People voted for the $15 minimum wage, which means they accepted that prices will go up. Raise the prices on the menu to cover the higher salary costs, let people tip what they want for the service they got. Putting s service charge in and eliminate tips is a bad idea. Too murky as to how much will be going to employees and to easy for wage theft.
@17 My suggested tip out for the busser today was $23, in case you were curious. For two fucking weeks of work. I don't care if she's slower than molasses in January and doesn't seem to understand the importance of keeping people hydrated, she should still be able to buy groceries. I don't have to ask about the breakdown because I'm reminded every two weeks how broken our system is.
@23, the people in SeaTac voted for the $15 minimum wage. Here in Seattle, elected representatives cast their votes.
Many restaurants owners in Washington such as Arnies charge their waitresses for the credit card fees that they, the restaurant owner, pays to Visa, MasterCard, Amex etc just for the ability to use those cards. So next time you pay with a credit card at Arnies know that a percentage of your tip is going directly into the owner's pocket, not the wait staff's. Why this is legal and not legally required to be disclosed seems very predatory to me.
@ 27&28
Just a little clarity on what you're saying and what your article is saying. Some restaurants charge the credit card processing fees for tips not for all credit card transaction charges. The range is between 1-3% so let's just assume it's 2%. So a server that gets a $5 tip might have a 2% fee put on it and get $4.90 after its all done. I don't have an opinion on the practice, I just wanted the correct information out there.
29 - if you pay with a visa at aries your waitress is being fined for it. Spin it as you may.
I guess that's a question of opinion, you opinion is that they are.

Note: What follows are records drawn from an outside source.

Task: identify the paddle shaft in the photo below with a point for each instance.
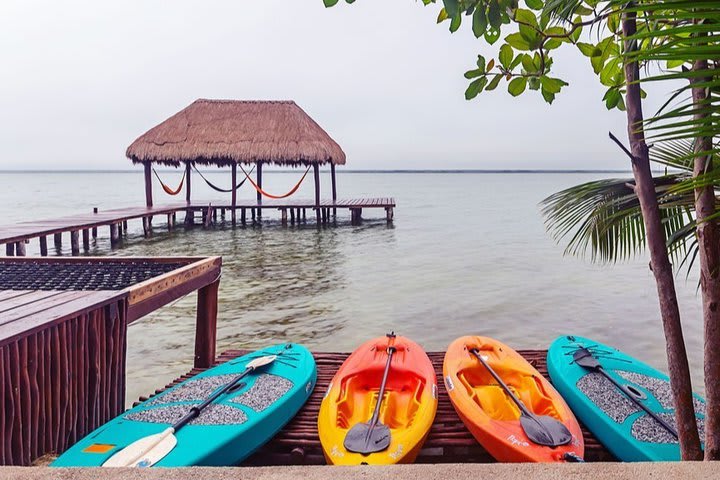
(497, 378)
(195, 411)
(636, 401)
(376, 412)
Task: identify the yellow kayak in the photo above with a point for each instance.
(407, 409)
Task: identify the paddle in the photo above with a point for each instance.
(149, 450)
(371, 436)
(585, 359)
(540, 429)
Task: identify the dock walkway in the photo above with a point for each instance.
(14, 237)
(448, 442)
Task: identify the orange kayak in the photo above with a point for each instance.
(491, 415)
(408, 406)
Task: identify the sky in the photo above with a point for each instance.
(81, 80)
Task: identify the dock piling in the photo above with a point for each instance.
(75, 242)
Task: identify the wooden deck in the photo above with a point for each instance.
(15, 236)
(449, 441)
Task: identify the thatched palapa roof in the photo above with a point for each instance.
(220, 132)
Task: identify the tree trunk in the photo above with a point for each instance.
(660, 263)
(708, 238)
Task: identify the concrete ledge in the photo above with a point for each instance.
(470, 471)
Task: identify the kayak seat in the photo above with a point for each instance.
(359, 395)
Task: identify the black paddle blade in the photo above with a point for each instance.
(544, 430)
(585, 358)
(365, 438)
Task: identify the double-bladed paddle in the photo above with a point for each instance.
(584, 358)
(540, 429)
(371, 436)
(149, 450)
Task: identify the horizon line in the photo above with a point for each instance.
(423, 170)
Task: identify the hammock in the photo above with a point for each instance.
(167, 189)
(269, 195)
(215, 187)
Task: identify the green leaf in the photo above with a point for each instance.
(494, 82)
(534, 4)
(493, 14)
(549, 97)
(470, 74)
(517, 85)
(479, 22)
(455, 23)
(452, 7)
(492, 35)
(442, 16)
(517, 41)
(475, 87)
(528, 64)
(552, 85)
(505, 56)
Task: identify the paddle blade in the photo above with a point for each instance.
(585, 358)
(144, 452)
(544, 430)
(366, 439)
(261, 361)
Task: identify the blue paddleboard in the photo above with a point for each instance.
(228, 430)
(621, 426)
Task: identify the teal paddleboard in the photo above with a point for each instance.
(227, 431)
(620, 425)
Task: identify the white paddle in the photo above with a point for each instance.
(149, 450)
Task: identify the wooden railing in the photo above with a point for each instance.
(63, 353)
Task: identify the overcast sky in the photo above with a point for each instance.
(82, 80)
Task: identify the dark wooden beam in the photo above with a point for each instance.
(316, 174)
(148, 184)
(187, 182)
(234, 193)
(334, 187)
(206, 325)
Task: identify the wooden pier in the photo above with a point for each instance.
(85, 226)
(63, 324)
(448, 442)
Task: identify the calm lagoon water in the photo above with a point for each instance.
(467, 254)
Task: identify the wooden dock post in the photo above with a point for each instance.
(148, 184)
(114, 237)
(75, 242)
(334, 188)
(233, 201)
(259, 195)
(206, 325)
(187, 183)
(94, 230)
(316, 174)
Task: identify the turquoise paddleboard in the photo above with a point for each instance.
(620, 425)
(227, 431)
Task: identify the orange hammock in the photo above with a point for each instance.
(269, 195)
(167, 189)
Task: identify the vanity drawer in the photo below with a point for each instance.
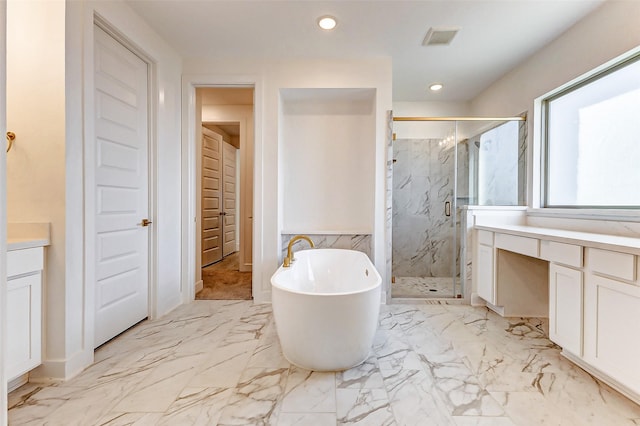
(24, 261)
(517, 244)
(485, 237)
(612, 263)
(566, 254)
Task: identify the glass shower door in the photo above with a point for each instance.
(424, 236)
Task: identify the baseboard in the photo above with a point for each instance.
(65, 369)
(477, 300)
(17, 382)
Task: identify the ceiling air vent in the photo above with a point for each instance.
(440, 36)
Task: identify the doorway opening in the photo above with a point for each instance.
(224, 188)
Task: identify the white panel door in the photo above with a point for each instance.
(229, 196)
(122, 199)
(211, 197)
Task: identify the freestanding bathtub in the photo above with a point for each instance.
(326, 307)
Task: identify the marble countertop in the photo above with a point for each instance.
(588, 239)
(27, 235)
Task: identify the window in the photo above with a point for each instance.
(592, 141)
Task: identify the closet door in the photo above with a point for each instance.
(211, 197)
(229, 213)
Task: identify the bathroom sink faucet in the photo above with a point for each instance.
(289, 259)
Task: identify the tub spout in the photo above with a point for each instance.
(289, 259)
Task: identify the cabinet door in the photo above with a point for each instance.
(565, 308)
(23, 324)
(612, 327)
(486, 273)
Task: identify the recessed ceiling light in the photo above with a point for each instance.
(327, 22)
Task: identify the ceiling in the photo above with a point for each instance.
(494, 36)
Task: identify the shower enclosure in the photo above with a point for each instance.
(440, 165)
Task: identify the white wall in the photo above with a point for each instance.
(310, 73)
(606, 33)
(36, 163)
(3, 219)
(50, 44)
(422, 130)
(327, 140)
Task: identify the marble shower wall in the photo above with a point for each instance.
(360, 242)
(422, 183)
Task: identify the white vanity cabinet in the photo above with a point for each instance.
(565, 307)
(24, 310)
(612, 316)
(593, 296)
(485, 266)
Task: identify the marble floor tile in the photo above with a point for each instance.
(307, 419)
(309, 392)
(256, 399)
(364, 376)
(364, 407)
(220, 363)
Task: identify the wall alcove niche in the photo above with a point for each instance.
(327, 142)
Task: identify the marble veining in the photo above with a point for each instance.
(358, 242)
(422, 181)
(219, 363)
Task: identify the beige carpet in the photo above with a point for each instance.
(224, 281)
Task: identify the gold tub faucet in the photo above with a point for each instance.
(289, 259)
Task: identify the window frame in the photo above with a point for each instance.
(543, 109)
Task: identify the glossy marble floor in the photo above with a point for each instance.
(219, 362)
(423, 287)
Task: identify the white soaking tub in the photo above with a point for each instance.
(326, 307)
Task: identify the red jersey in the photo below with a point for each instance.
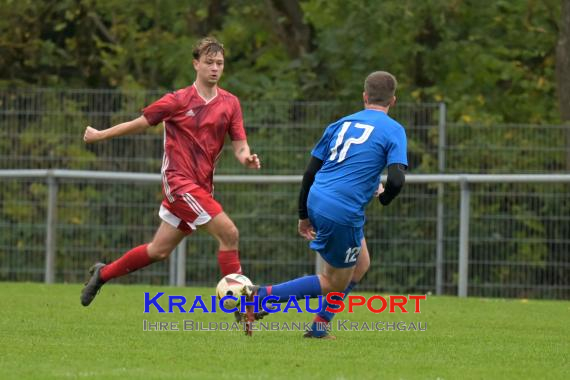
(194, 134)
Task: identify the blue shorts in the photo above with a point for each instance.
(338, 245)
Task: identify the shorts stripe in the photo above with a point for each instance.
(194, 204)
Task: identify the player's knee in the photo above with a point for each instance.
(157, 253)
(332, 284)
(230, 237)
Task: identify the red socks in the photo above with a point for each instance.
(138, 258)
(134, 259)
(229, 262)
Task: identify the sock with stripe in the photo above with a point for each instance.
(133, 260)
(299, 287)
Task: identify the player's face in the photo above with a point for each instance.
(209, 68)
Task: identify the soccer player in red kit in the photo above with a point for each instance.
(196, 120)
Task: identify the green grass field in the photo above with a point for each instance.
(46, 334)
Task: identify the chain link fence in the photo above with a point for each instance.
(519, 232)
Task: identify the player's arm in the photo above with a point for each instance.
(304, 227)
(244, 156)
(394, 183)
(137, 125)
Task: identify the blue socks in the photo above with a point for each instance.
(323, 317)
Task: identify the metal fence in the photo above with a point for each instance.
(63, 221)
(519, 232)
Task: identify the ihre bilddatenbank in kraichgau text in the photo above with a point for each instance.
(375, 304)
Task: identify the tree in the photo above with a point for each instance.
(563, 69)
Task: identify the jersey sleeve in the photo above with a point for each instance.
(397, 148)
(321, 149)
(236, 130)
(161, 110)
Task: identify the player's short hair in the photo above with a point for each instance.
(380, 86)
(207, 46)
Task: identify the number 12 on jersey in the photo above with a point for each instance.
(367, 130)
(352, 255)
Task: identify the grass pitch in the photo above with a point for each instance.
(46, 334)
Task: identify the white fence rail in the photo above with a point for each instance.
(178, 265)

The other side is, should the restaurant pay for a server's tip to be processed? Every time a server gets a credit card tip the business loses money that they wouldn't if the customer paid in cash. And like I said, I don't have an opinion but idiot was me I'd probably just follow along what the others are doing about it.
Sorry, if it was me. Not idiot was me
I don't work there. Know someone who did. It just seems that if the owner is saving the time it takes to use cash or check then they are making more because they save on hourly labor costs. The waitress shouldn't have to absorb the costs of that benefit to the owner. And if they do it should be legally required for it to be clearly posted. Imo
The wait staff are benefiting too. A person can tip potentially more freely on a card than with whatever "extra" cash they might have on them. I suspect that's worth the credit card fee to everyone on the restaurant side.